Rendre l'eau à sa nature

La route de l’eau

La route de l’eau

En 20 ans, le territoire imperméabilisé du Valenciennois a doublé. Ce constat dramatique, le SIAV y répond en changeant ses pratiques de gestion de l’eau pluviale. C’est la fin du « tout tuyau » et des grands bassins de rétention, qui cèdent la place à une gestion à la parcelle grâce à la mise en oeuvre de techniques alternatives.

Après la rénovation durant plus de 20 ans de son réseau d’assainissement qui représente aujourd’hui un linéaire de plus de 772 kilomètres, assurant la desserte de 100 % de son territoire, le SIAV se penche actuellement sur la problématique d’une nouvelle gestion des eaux pluviales, notamment remise en question depuis les années 2000 par les changements climatiques importants.

« Poser des tuyaux de collecte des eaux pluviales de plus en plus gros n’est pas une solution durablement efficace »

Poser des tuyaux de collecte des eaux pluviales de plus en plus gros, construire des bassins de rétention des eaux de pluies de plusieurs milliers de mètres cube, extrêmement coûteux en construction et en entretien, n’est pas une solution durablement efficace. Les événements de l’été 2012 l’ont douloureusement rappelé.

Malgré un bon fonctionnement des ouvrages et notamment du bassin Matisse réalisé à « Aulnoy le bas », ces derniers ont montré leurs limites et c’est tout le haut de la commune qui a été inondé, principalement en raison du ruissellement des eaux provenant de l’université, site de plus en plus urbanisé.

« Trouver des réponses techniques, financières et environnementales pertinentes »

Face à cette situation, le SIAV s’est mobilisé avec l’université de Valenciennes et du Hainaut-Cambrésis, la commune d’Aulnoy-lez-Valenciennes et l’Agence de l’Eau afin de trouver des réponses pertinentes, tant sur les aspects techniques que financiers et environnementaux.

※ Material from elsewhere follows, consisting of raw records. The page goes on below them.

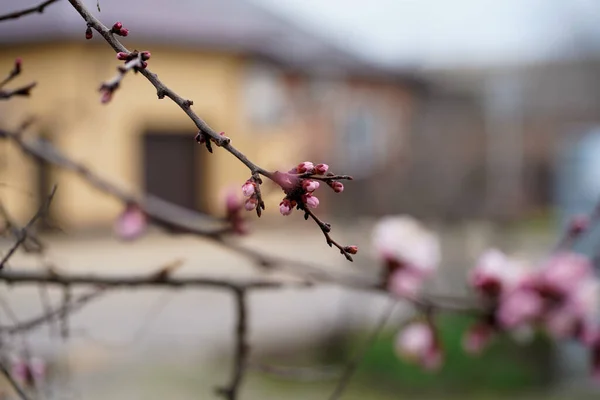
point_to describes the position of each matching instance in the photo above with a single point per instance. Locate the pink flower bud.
(417, 343)
(351, 249)
(286, 207)
(405, 283)
(321, 168)
(29, 371)
(106, 96)
(132, 223)
(561, 323)
(477, 337)
(578, 225)
(311, 201)
(562, 274)
(518, 307)
(232, 203)
(250, 204)
(337, 186)
(305, 167)
(310, 186)
(200, 138)
(248, 188)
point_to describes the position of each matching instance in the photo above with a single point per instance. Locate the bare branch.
(23, 235)
(206, 134)
(353, 364)
(162, 212)
(69, 308)
(32, 10)
(20, 391)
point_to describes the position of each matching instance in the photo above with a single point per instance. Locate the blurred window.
(264, 96)
(357, 143)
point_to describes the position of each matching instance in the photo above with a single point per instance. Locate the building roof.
(228, 25)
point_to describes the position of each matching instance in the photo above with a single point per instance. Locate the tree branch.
(206, 133)
(32, 10)
(354, 363)
(23, 234)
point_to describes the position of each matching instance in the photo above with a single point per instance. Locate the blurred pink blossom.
(518, 307)
(132, 223)
(403, 240)
(496, 273)
(477, 337)
(417, 343)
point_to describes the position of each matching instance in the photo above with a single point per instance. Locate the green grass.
(505, 367)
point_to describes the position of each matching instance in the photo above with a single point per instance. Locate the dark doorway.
(171, 168)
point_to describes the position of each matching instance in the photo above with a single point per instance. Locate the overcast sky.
(442, 32)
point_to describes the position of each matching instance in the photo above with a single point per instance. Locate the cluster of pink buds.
(560, 296)
(233, 206)
(418, 342)
(249, 191)
(132, 223)
(410, 253)
(118, 29)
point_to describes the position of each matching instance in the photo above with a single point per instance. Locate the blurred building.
(280, 92)
(488, 140)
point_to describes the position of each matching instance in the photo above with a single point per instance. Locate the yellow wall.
(106, 137)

Aujourd’hui, la construction d’un vaste plateau d’infiltration sur le site de l’université, mettant en oeuvre diverses techniques appelées techniques alternatives, va permettre de retenir sur place
3 700 m3 d’eau de pluie au lieu des 1 500 m3 qu’aurait pu stocker un bassin en béton. Le coût final de cette opération, subventionnée par l’Agence de l’Eau à hauteur de 60 %, sera de moins de 500 000 euros au lieu de 2 millions d’euros !

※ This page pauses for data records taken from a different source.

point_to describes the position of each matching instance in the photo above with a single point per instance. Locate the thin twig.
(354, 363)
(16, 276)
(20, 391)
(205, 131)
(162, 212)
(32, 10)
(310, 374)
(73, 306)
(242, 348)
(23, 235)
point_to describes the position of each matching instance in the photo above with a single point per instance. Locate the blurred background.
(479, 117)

L’espace créé, baptisé « La Route de l’Eau », va en plus de sa fonction de protection, valoriser le site de l’université par la création d’un vaste parc urbain pédagogique de démonstration des nouvelles techniques mises en oeuvre, véritable nouvelle trame bleue et verte au coeur d’une zone urbaine. Avec l’université et l’association « ADOPTA », ce sont des formations initiales et continues qui vont pouvoir être dispensées au bénéfice des étudiants mais également des
communes des entreprises et de tous les partenaires du SIAV.

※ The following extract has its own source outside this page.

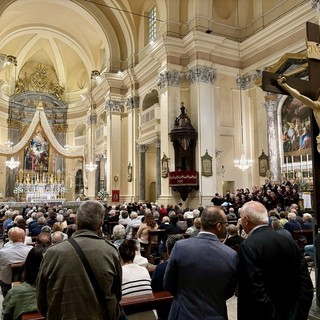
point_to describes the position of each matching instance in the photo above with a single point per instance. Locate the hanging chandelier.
(92, 166)
(12, 163)
(243, 163)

Dans les mois qui viennent, le SIAV va réaliser une étude permettant de développer ces solutions sur l’ensemble du territoire des 9 communes du syndicat. Le but sera toujours de dépenser moins tout en développant des équipements plus beaux et plus efficaces, protecteurs de l’environnement et sources d’économie pour les budgets des villes.

Par cette initiative, le SIAV souhaite augmenter le pouvoir d’investissement des communes et le pouvoir d’achat aux citoyens tout en s’inscrivant dans les objectifs d’une meilleure gestion de l’eau et plus largement ceux du grenelle de l’environnement.